Knowing if your lender or investor is a fraud

5 Replies

Hello BP community,

I find that there are lots of sub-par companies and people out there and from our initial conversations with certain lenders or investors, I suspect them of being fraudulent.  Their emails feel copy pasted, there are lots of spelling errors, terms seem too favorable, requirements are vague, etc...

Does anyone have constructive advice on how to weed out potential lenders and investors or does anyone have any experience with a fraudulent investor/lender and wouldn't mind sharing their story?

Note that this is not applying to institutional money as that is easily verifiable. 

Originally posted by @Michael Roman :

Hello BP community,

I find that there are lots of sub-par companies and people out there and from our initial conversations with certain lenders or investors, I suspect them of being fraudulent.  Their emails feel copy pasted, there are lots of spelling errors, terms seem too favorable, requirements are vague, etc...

Does anyone have constructive advice on how to weed out potential lenders and investors or does anyone have any experience with a fraudulent investor/lender and wouldn't mind sharing their story?

Note that this is not applying to institutional money as that is easily verifiable. 
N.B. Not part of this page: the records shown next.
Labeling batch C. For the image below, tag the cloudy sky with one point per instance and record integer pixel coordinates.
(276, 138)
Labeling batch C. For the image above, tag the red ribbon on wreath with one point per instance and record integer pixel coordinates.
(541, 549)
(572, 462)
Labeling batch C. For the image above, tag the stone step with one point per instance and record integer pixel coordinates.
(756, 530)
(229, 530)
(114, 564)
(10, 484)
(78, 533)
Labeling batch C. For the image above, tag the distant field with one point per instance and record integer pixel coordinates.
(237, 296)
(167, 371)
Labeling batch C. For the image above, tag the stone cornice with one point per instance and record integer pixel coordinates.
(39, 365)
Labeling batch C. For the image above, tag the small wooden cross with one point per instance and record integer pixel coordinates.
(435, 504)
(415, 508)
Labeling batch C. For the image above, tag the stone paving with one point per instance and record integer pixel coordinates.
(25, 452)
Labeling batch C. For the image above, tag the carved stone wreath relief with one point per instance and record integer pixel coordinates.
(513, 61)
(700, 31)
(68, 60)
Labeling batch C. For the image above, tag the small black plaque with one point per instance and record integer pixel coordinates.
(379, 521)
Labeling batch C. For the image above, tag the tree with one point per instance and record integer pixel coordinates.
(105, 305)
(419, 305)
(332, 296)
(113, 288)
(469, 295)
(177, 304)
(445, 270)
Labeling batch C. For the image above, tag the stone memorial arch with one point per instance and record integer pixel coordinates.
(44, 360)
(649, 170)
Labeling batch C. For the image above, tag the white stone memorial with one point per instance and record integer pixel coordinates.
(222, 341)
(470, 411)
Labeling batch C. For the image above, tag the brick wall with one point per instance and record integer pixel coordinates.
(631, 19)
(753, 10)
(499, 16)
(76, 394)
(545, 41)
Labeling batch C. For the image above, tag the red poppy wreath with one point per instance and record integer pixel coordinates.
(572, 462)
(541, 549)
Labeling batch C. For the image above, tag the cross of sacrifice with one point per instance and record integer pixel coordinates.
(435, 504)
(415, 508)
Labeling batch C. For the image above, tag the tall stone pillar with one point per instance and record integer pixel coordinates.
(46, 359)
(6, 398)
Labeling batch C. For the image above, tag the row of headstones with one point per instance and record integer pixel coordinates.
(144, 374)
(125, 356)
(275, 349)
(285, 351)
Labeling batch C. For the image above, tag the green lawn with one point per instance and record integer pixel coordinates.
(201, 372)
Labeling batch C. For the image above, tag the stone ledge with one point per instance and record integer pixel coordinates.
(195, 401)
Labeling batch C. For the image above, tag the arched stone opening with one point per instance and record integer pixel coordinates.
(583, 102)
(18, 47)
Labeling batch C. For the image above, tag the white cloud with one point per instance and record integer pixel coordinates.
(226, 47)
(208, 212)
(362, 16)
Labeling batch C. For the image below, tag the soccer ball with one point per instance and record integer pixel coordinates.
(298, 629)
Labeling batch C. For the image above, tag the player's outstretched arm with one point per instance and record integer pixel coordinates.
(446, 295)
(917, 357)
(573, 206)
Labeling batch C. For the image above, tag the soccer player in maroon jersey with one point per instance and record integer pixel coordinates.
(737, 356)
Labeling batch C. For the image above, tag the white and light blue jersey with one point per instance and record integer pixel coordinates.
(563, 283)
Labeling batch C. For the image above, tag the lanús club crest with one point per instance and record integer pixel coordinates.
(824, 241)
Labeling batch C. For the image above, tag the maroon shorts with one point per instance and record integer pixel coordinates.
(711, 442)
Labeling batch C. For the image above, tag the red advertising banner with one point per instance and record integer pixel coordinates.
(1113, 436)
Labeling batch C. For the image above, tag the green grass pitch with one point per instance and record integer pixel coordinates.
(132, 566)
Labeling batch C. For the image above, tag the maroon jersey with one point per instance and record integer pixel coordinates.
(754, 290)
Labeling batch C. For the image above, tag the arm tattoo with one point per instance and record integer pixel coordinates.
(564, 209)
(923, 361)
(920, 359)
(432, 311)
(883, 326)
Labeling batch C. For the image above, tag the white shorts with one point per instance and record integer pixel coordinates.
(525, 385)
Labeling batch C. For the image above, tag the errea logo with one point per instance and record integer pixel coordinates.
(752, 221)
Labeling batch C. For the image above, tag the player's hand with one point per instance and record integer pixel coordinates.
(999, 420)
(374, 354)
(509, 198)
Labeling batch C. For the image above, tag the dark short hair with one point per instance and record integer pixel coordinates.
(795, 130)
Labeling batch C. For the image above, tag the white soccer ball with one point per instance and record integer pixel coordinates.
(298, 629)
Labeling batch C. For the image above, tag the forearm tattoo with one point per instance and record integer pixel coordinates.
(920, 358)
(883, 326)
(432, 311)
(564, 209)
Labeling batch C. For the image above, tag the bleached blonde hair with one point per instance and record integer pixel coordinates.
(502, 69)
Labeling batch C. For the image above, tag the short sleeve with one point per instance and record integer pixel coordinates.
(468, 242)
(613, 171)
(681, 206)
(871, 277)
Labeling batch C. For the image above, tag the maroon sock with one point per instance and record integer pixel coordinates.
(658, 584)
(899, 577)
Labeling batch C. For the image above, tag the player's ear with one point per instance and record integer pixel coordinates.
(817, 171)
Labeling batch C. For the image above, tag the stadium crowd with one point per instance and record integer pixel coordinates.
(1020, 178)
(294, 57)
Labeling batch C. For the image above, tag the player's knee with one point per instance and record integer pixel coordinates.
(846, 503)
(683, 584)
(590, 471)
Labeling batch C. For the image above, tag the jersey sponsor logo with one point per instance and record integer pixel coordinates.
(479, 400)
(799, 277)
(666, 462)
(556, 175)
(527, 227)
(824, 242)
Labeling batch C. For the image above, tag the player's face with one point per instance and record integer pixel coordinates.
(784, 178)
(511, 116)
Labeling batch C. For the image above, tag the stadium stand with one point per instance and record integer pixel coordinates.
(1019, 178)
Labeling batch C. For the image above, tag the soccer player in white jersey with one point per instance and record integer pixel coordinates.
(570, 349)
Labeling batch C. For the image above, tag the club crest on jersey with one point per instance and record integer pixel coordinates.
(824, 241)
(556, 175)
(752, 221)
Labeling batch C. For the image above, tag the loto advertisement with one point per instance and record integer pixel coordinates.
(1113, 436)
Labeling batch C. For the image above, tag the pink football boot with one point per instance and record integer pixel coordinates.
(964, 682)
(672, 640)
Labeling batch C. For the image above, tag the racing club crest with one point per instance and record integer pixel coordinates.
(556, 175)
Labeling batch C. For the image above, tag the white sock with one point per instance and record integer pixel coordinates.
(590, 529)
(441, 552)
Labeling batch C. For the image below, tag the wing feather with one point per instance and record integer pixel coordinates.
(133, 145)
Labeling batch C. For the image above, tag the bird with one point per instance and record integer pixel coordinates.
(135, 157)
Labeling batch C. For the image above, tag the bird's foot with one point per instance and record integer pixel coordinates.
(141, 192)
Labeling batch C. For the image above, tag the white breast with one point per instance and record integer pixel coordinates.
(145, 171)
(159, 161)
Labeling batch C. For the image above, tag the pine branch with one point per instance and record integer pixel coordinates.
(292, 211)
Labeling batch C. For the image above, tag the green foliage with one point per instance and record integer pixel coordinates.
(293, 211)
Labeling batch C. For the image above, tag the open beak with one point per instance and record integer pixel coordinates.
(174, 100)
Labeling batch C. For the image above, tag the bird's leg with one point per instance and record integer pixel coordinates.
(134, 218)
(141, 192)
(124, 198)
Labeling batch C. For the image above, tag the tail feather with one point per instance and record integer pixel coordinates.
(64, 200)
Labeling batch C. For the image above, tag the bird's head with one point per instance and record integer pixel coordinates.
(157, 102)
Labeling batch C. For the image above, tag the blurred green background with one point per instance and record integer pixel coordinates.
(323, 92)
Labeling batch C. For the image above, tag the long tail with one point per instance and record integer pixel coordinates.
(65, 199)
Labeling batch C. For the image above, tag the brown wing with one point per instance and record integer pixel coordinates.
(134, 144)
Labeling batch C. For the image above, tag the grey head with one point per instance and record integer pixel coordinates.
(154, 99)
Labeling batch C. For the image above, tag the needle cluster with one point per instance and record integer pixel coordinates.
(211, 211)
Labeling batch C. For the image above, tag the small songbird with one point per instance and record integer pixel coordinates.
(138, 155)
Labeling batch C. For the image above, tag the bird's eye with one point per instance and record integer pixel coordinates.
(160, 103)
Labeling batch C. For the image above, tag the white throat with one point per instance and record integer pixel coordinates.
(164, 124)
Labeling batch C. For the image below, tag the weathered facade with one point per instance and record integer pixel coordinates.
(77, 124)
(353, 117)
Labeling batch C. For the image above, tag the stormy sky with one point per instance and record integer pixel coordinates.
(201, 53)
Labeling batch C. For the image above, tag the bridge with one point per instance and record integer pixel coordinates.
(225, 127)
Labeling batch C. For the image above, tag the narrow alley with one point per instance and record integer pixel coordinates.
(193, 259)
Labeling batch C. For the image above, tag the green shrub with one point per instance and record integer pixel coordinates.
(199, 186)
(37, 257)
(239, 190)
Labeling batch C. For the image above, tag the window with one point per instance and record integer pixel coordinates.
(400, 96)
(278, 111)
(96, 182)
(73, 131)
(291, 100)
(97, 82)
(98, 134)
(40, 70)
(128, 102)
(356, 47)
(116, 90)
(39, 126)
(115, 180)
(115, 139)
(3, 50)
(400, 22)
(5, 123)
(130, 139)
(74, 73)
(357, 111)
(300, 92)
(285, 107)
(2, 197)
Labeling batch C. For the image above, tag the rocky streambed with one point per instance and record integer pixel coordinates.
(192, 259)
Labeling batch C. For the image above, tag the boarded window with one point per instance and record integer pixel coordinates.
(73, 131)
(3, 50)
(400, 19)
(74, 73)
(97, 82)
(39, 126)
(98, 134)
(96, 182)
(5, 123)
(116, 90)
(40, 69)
 Look up their NMLS or real estate broker license number for a good starting point that'll weed out 90% of the scammers.

For NMLS, it's centralized: http://www.nmlsconsumeraccess.org/

Some private/HML type lending, depending on state, will be under the auspices of the state real estate broker licensing entity. So it'll vary by state. A lot of legit HMLs in California are real estate brokers, not licensed lenders, and this is acceptable in California.

Not having an NMLS or real estate broker license doesn't automatically mean that what they are doing is illegal since there are provisions for one-off mortgage lending by unlicensed individuals (lending your nephew money to finish the garage being a good example), but there's about a 95% certainty that if you're doing it for a living and/or actively putting yourself out there as a mortgage lender of any form (like if they are doing enough volume that they use email templates...), you are supposed to be licensed.

Another flag is anyone asking for up-front fees before you're even in escrow, or fees once in escrow that exceed a normal appraisal cost.

If BOTH of these tests fail -- no license AND up-front fees -- they're almost certainly a scammer. And the only reason I'm writing "almost certainly" instead of "certainly" is because I don't want to waste time on an internet argument with someone who thinks they are the exception because xyz and abc. 

EDIT: Oh, you're in Canada. I have no idea what the norms are in Canada. If you're looking at US real estate, here's a list of foreign national lenders.... Scottsman Guide is 'meh,' but not at all known for illegal activity. 

As a realtor I do not even accept out of town, internet preapproval letters, or lenders from out of town. 

It must be a major name lender or a local mortgage brokers with good reputation. 

Investors?  I need to screen his profile. Where is your bank statement? Credit rpts, crime background report?


Thank you @Chris Mason for your insight.  I really appreciate it.  We are partly looking at US entities to invest/lend in Canada since the exchange rate is so preferable and that since there are still deals to be had in Canada as the market is not as "red hot" as in the US.